Exhibit 1: MSCI UK 12m forward P/E relative to MSCI World

Source: JP Morgan as at 3 Nov. 2025.

Foothills of recovery

The exciting part of the UK’s recent performance is that many of the same past drivers of returns remain true looking forward.  Although UK equity markets have had a strong year, ClearBridge believes we are only in the foothills of a market recovery. The economic environment has been ready, like a coiled spring, on the verge of a recovery for a couple of years. Inflation has peaked and should continue to reduce over 2026, real wage growth has offset this pressure, the interest rate cutting cycle has begun, and savings rates are elevated; yet, stuttering confidence and an uncertain political backdrop have been road blocks to a fully-fledged UK resurgence. 

Interest rate cuts are normally an early sign the economy is moving towards a domestic recovery. Throughout 2025 the Monetary Policy Committee (MPC) voted for three rate cuts with it finely in the balance if there will be one more at the December MPC meeting. Under this backdrop, based on historic market performance, we would have anticipated mid and smaller cap stocks to outperform large caps.  This hasn’t materialized.

Exhibit 2: FTSE 250 Returns After First UK Interest Rate Cut

Source: ClearBridge and Bloomberg as of 31 May 2024. Data is month end index for the month when UK interest rates were first cut. Date range analyzed is 1990-2024 (7 rate cut periods). Past performance is not an indicator or a guarantee of future performance.

On first impressions, the 2025 Autumn Statement is less inflationary and puts less pressure on employers than last year’s disastrous budget.  The Office for Budgetary Responsibility (OBR) projects the UK will continue to benefit from falling inflation, which we believe will pave the way for further rate cuts and open the door for an injection of consumer confidence. Elevated levels of aggregate savings in the UK provide a further boost of optimism.
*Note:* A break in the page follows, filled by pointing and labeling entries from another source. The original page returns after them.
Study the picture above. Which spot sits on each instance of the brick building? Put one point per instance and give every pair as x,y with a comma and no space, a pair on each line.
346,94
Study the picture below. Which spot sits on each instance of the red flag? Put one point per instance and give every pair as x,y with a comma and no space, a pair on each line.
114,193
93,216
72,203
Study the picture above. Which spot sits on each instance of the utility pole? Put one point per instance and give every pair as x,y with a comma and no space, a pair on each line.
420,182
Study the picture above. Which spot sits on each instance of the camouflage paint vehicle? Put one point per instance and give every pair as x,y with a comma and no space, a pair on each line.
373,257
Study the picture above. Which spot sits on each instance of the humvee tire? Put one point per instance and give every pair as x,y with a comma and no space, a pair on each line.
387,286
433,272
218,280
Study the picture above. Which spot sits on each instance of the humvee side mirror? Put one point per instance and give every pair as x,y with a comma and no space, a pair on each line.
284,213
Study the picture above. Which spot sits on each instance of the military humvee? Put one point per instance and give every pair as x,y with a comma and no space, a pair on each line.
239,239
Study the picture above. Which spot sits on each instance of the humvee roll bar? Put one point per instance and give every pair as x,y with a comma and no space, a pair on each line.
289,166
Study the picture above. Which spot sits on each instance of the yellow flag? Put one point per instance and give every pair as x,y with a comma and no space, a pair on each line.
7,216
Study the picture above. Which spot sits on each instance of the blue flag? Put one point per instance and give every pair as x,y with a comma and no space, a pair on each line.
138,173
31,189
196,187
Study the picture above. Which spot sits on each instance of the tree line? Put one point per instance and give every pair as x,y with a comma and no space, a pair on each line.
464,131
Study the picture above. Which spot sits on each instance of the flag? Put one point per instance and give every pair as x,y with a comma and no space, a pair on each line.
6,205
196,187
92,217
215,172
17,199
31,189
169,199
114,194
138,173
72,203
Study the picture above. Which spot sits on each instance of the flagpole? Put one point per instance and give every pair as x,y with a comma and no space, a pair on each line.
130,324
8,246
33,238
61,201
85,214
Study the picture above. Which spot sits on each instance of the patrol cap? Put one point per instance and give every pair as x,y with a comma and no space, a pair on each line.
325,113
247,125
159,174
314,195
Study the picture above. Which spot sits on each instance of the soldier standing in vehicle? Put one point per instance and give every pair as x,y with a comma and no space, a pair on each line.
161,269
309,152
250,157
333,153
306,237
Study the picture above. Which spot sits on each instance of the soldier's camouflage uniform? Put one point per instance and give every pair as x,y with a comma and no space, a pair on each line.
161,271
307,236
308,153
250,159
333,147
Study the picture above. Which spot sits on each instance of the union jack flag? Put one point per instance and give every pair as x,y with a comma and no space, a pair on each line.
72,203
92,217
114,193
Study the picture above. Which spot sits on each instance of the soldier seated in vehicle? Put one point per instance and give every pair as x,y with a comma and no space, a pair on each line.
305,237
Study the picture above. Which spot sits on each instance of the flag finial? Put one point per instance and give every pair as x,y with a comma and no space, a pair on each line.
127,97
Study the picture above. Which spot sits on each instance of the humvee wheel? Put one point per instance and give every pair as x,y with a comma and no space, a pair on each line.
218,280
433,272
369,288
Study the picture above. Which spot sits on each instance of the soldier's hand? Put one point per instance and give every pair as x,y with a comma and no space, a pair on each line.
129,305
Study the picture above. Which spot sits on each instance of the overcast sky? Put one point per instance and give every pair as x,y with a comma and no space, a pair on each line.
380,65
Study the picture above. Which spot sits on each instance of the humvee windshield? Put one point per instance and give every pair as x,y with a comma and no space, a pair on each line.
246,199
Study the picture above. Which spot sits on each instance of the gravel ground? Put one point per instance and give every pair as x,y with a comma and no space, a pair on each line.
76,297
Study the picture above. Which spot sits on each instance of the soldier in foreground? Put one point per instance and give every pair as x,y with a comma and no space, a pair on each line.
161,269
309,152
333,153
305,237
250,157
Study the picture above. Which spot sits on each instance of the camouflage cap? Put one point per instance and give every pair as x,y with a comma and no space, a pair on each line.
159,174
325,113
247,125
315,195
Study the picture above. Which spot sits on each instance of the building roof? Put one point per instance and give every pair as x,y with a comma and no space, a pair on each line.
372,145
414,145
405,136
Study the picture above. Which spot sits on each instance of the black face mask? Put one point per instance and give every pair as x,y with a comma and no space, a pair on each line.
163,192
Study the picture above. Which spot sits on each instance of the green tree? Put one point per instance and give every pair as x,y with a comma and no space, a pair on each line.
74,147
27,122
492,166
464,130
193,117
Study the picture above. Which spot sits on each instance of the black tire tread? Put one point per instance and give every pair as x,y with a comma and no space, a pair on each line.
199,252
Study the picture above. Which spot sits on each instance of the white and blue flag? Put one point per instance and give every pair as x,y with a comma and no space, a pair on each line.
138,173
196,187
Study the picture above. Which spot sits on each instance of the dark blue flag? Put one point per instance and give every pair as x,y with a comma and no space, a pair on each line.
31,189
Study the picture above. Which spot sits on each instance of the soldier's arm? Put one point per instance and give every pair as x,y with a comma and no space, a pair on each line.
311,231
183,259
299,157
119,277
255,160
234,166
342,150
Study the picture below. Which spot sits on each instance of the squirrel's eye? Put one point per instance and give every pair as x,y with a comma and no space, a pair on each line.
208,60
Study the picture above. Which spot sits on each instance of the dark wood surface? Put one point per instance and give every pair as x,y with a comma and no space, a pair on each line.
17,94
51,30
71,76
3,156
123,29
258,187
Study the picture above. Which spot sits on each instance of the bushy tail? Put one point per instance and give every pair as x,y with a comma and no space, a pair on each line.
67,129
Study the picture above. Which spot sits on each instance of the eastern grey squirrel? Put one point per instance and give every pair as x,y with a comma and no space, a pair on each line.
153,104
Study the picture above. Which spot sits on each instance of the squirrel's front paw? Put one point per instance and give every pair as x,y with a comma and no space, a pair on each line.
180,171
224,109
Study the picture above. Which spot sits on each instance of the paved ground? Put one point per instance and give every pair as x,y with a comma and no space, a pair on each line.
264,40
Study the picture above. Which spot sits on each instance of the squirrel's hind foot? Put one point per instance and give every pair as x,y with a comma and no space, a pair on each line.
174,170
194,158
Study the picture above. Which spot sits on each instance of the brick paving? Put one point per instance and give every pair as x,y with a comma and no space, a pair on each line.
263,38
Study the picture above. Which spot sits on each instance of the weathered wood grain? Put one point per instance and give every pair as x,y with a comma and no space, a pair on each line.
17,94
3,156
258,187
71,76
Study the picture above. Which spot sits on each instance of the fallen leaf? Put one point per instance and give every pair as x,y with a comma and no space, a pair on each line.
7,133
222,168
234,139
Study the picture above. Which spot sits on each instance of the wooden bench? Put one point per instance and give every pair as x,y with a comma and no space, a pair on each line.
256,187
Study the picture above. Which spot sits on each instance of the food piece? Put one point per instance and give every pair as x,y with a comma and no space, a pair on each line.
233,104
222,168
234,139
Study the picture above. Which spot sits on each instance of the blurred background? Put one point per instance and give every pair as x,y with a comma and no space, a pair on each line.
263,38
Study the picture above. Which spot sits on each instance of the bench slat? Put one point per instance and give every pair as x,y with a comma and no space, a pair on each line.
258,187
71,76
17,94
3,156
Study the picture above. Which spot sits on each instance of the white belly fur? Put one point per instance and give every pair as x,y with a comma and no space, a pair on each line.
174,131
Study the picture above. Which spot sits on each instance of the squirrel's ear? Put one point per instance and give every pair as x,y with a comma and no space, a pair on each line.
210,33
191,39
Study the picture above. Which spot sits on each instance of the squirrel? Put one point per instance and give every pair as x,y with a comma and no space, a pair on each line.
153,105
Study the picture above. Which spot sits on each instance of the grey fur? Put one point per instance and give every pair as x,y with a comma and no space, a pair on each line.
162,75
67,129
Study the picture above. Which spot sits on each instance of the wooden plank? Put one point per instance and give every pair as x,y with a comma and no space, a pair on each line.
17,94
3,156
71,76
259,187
Given many UK companies are not overleveraged, whist continuing to be profitable, management teams have been looking at the best ways to return excess capital to shareholders.  The UK market is famous for its reliable dividend culture and UK equities have provided a yield of almost double the global average over 2025.  Management teams are also increasingly utilising share buybacks as a good use of excess cash as, whilst valuations remain appealing, share buybacks are a strong management tool in buoying shareholder returns.

Exhibit 3: Percentage of FTSE All Share Index Constituents that Repurchased at Least 1% of their Shares in Each Year

Source: Bloomberg at 28 October 2025.

Exhibit 4: Dividend Yield across the Globe

Source: FactSet as at 11 November 2025.

Valuations

Looking across global equity markets, the UK still looks attractively valued.  Especially when compared to US valuations and global allocations, currently trading above their 90th percentile price range.  Moreover, international companies and private equity firms continue to target UK companies for acquisition, further reinforcing the value opportunity the UK equity market offers.
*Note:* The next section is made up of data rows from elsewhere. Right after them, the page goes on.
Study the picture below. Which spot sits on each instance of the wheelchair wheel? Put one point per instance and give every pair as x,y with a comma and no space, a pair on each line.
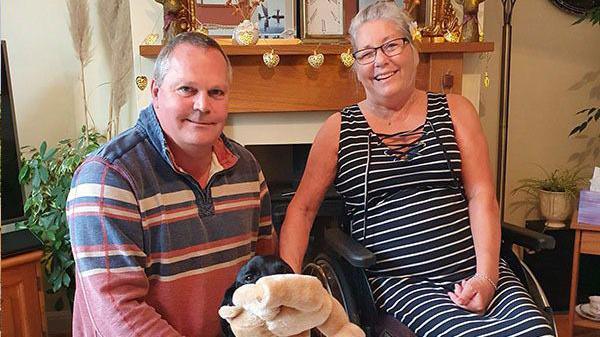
329,271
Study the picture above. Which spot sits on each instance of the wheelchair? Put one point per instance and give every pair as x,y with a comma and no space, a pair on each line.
339,262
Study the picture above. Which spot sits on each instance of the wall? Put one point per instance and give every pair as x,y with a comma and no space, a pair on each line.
247,128
45,73
555,72
549,57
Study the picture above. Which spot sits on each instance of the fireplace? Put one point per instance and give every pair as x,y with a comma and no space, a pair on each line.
283,166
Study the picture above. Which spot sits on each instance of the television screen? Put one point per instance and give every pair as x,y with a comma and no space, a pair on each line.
12,192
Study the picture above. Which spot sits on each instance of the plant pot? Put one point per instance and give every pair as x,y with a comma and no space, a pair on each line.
246,33
555,208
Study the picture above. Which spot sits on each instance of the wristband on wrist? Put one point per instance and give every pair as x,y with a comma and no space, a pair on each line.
486,278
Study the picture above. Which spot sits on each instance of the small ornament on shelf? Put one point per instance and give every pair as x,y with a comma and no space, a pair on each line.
270,59
175,18
485,57
247,32
347,58
141,81
150,39
316,60
470,25
415,31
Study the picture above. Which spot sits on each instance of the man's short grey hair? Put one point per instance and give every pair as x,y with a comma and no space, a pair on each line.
381,10
161,66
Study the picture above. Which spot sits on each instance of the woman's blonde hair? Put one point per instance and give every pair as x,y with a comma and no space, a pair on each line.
381,10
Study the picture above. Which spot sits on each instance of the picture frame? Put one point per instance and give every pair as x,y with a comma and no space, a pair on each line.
215,15
421,13
575,7
350,8
275,18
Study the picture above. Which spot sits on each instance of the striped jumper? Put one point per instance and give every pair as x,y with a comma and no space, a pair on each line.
417,225
155,252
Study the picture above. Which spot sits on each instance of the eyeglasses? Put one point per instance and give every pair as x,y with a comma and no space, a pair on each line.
390,48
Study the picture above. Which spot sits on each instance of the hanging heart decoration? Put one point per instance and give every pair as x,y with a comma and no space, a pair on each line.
150,39
271,59
316,60
347,59
141,82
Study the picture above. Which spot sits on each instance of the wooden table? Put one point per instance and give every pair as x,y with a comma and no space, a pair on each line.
23,310
587,241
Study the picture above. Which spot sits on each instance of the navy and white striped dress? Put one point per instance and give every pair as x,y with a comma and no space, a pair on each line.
417,224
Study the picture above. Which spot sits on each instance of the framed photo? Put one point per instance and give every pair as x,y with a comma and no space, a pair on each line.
577,7
276,19
420,11
326,19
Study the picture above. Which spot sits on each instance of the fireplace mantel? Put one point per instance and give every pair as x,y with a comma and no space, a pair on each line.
294,86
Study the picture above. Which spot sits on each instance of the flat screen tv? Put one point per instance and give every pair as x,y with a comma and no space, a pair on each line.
12,192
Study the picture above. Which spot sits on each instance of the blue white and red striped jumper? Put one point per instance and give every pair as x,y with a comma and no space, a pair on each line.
155,252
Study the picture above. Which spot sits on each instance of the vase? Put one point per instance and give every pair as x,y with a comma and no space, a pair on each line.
246,33
555,208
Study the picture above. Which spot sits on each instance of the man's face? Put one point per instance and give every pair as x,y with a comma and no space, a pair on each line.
191,104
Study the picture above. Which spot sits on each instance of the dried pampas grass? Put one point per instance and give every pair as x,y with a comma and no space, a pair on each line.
81,33
116,33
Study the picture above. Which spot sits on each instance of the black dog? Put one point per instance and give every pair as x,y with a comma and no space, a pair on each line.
253,270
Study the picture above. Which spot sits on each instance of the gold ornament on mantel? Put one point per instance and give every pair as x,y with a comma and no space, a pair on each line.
150,39
175,18
141,81
470,25
270,59
316,60
347,58
444,23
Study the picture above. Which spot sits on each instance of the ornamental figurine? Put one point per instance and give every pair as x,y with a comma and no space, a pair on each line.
175,17
470,26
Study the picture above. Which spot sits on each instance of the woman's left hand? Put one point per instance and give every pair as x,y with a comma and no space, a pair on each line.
474,294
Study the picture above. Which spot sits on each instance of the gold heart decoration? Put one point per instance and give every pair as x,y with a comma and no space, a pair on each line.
316,60
246,38
347,59
271,59
150,39
141,81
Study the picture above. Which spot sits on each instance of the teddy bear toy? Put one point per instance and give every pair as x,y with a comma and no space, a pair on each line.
287,305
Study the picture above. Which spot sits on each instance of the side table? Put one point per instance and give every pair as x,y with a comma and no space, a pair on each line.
552,268
587,241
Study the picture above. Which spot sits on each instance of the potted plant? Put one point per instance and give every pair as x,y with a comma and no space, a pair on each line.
554,194
592,113
48,173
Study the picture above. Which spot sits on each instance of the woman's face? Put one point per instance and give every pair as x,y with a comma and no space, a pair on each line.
386,78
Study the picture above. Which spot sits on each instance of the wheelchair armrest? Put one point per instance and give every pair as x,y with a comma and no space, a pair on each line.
352,251
526,238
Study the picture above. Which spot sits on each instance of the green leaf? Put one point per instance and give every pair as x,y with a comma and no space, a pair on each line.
36,179
24,174
50,154
43,171
66,280
43,149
Looking across the market capitalisation of the UK market, we believe the largest valuation opportunity lies in mid and small cap companies. Following the significant outperformance of UK large caps and a prolonged period of underperformance for the UK SMid indexes, this have left valuation looking very attractive versus historic ranges and relative to the wider UK market. While macro and domestic pressures are likely to persist, what these discounted valuations miss, in our view, are the underlying qualities and strong fundamentals of some great British businesses, many that have shown prodigious resilience in this period of uncertainty and are poised to reassert their strong fundamentals.

With attractive valuations, resilient corporate fundamentals, robust shareholder returns and a supportive policy backdrop, we believe UK equities are poised to offer compelling opportunities for investors in 2026 and beyond - making now an exciting time to consider allocating to this dynamic and undervalued market.